Spinyhead Blenny

Spinyhead Blenny Anguilla
Stuart Wynne 21st March 2019 No Comments

The Spinyhead Blenny (Acanthemblemaria spinosa) is so tiny and cryptic that most underwater visitors probably don’t see it spying on them as they swim past. They spend most of their time hiding in small worm holes bored into coral colonies or rock, and as in the pictured example, these rocks are often covered with turf algae making the little face peering out even harder to see. Their yellow goggle eyes look around as they remain motionless, occasionally darting out from their burrow to grab suspended food particles.
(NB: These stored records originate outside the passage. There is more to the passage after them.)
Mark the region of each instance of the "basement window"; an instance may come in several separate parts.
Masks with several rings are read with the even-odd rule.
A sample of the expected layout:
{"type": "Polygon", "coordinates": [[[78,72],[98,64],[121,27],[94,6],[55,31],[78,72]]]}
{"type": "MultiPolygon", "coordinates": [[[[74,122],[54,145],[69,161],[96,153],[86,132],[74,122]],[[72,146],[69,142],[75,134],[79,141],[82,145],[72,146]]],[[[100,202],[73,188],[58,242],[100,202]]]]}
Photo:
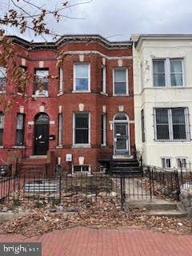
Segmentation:
{"type": "Polygon", "coordinates": [[[162,168],[170,168],[171,167],[170,158],[162,158],[162,168]]]}
{"type": "Polygon", "coordinates": [[[90,171],[90,166],[88,165],[73,166],[74,173],[89,173],[90,171]]]}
The small hair-like growths on their head are cirri which, as sense organs, detect passing morsels and may also alert the fish of danger…..however, the Spinyhead Blenny usually allows a close approach to be made, and only retreats further into their hidey-hole if a curious finger gets a little too close. They are obviously pretty confident in their camouflage ability, and know that their thick rock house is a pretty safe place to be.

Originally posted on Instagram @sea_anguilla with the text: One of the cutest little fish you are likely to see while diving. This tiny Blenny lives in small rock burrows, reaching out from time to time to nibble on passing plankton. These guys are very easy to overlook, and just goes to show how much detail there is to see under the surface if you look closely.